Par exemple, à 7 ans, il ne sait toujours pas nager, et jusqu’à peu, il ne savait pas non plus faire du vélo sans petites roulettes. Ce n’est pourtant pas faute d’avoir essayé, à plusieurs reprises, de lui apprendre. Mais que cela vienne de son père ou de moi, que l’on fasse preuve de diplomatie ou d’un peu d’autorité, IMPOSSIBLE de le décider à se lancer tout seul. Dès qu’on évoque le sujet, il se braque, et c’est foutu.

En mai dernier, un jour où il jouait chez son meilleur copain, il a du finir par admettre que ce serait quand même bien cool de pédaler free as a bird sur son vélo flambant neuf. La maman du copain, mon amie S., a senti venir le truc, et lui a proposé de rester déjeuner chez eux le mercredi d’après, et d’improviser un petit cours en cachette, histoire de nous faire la surprise.

Le jour J, en dix minutes grand maximum, c’était plié. Petitou était fin prêt, sans doute.
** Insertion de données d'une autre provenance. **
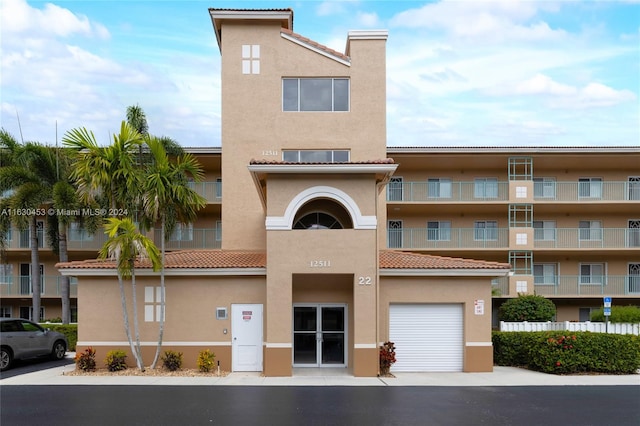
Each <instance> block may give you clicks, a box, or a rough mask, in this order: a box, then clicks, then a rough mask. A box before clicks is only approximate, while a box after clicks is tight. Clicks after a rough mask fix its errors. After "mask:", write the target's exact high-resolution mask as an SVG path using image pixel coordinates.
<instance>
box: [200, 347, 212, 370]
mask: <svg viewBox="0 0 640 426" xmlns="http://www.w3.org/2000/svg"><path fill="white" fill-rule="evenodd" d="M215 359H216V354H214V353H213V352H211V351H210V350H209V349H205V350H204V351H200V353H199V354H198V370H200V372H202V373H208V372H210V371H211V369H212V368H213V366H214V364H215Z"/></svg>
Il est donc venu me chercher, fier comme un barbapapa, pour me montrer “une surprise”. Sous mes yeux ébahis, il a enfourché son vélo, et zou, il est parti. Super à l’aise dans la grande ligne droit, plutôt dégourdi dans les virages, franchement j’étais admirative (mon côté mère supra objective, sans doute). Même pas vexée que ma cops ait si facilement réussi là où MrChéri et moi avions échoué de si nombreuses fois. Soulagée, plutôt, pour être tout à fait honnête.
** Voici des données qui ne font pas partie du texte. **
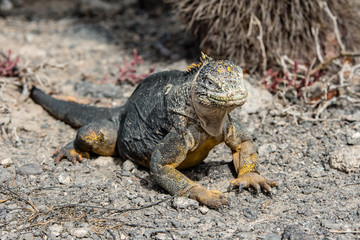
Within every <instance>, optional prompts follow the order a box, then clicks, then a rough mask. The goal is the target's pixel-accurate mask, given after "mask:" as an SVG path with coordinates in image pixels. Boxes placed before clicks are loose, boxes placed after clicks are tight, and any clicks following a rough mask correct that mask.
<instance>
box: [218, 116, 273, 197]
mask: <svg viewBox="0 0 360 240" xmlns="http://www.w3.org/2000/svg"><path fill="white" fill-rule="evenodd" d="M225 143H226V144H227V146H229V147H230V148H231V150H232V156H233V162H234V166H235V170H236V173H237V175H238V176H237V178H235V179H234V180H232V181H231V185H232V188H233V187H238V188H239V190H240V192H241V191H242V189H243V188H250V187H252V188H254V189H255V190H256V192H257V193H259V192H260V190H261V188H263V189H264V190H266V191H267V192H268V193H269V194H271V188H272V187H276V186H277V183H276V182H274V181H269V180H267V179H265V178H264V177H262V176H261V175H260V174H259V173H258V172H257V171H256V163H257V160H258V155H257V153H256V149H255V146H254V143H253V142H252V140H251V136H250V134H249V133H248V132H247V131H246V130H245V129H244V128H242V127H241V125H240V124H239V123H237V122H236V121H233V120H232V119H231V118H230V122H229V126H228V128H227V134H226V139H225Z"/></svg>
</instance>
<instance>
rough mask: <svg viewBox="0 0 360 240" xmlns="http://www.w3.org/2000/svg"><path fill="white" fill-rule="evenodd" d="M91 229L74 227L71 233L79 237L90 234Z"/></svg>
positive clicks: (80, 237)
mask: <svg viewBox="0 0 360 240" xmlns="http://www.w3.org/2000/svg"><path fill="white" fill-rule="evenodd" d="M88 232H89V230H88V229H86V228H74V229H72V230H71V235H72V236H74V237H77V238H83V237H85V236H86V235H87V234H88Z"/></svg>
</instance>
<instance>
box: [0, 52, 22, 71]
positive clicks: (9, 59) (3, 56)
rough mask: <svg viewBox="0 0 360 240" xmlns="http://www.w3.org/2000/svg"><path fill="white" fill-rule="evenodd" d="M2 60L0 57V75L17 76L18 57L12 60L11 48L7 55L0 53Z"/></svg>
mask: <svg viewBox="0 0 360 240" xmlns="http://www.w3.org/2000/svg"><path fill="white" fill-rule="evenodd" d="M1 55H2V56H3V58H4V59H3V60H1V59H0V76H2V77H17V76H19V69H18V68H17V66H16V65H17V63H18V62H19V61H20V57H19V56H18V57H16V58H15V59H14V60H11V50H9V52H8V56H6V55H5V54H3V53H1Z"/></svg>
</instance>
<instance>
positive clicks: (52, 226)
mask: <svg viewBox="0 0 360 240" xmlns="http://www.w3.org/2000/svg"><path fill="white" fill-rule="evenodd" d="M49 230H50V233H51V235H53V236H55V237H57V236H59V235H60V233H61V231H62V230H63V227H62V226H61V225H59V224H54V225H52V226H50V227H49Z"/></svg>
Le soir venu, Petitou s’est bien évidemment empressé de faire sa petite démonstration à son papa. Et dans l’enthousiasme, ce qui devait arriver, arriva, au premier virage… patatras.

La bonne gamelle qui fait certes plus mal à l’égo qu’aux genoux, mais qui a coupé net notre apprenti cycliste dans son élan.

C’était en mai dernier, et depuis notre cher Petitou refuse catégoriquement de remonter sur son vélo, malgré nos sollicitations, encouragements, supplications.

(soupir)

Samedi après-midi, en rentrant de mon cours de danse, j’aperçois Petitou et toute une bande de copains en train de jouer dans la rue. Ils sont tous à vélo, sauf mon fiston qui peine à les suivre en trottinette. Ni une, ni deux, je cours ressortir sa bécane flambant poussiéreuse du garage et profitant (lâchement) de cette assemblée de témoins, j’encourage (lourdement) mon fils à grimper dessus. Je vois bien qu’il en crève d’envie, l’asticot, mais qu’il est également tétanisé de trouille. Voilà ses copains qui s’y mettent. Allez, vas-y, allez, tu vas voir, c’est facile, allez, comme ça on pourra faire des balades tous ensemble, allez Petitou, alleeezzz Petitou !!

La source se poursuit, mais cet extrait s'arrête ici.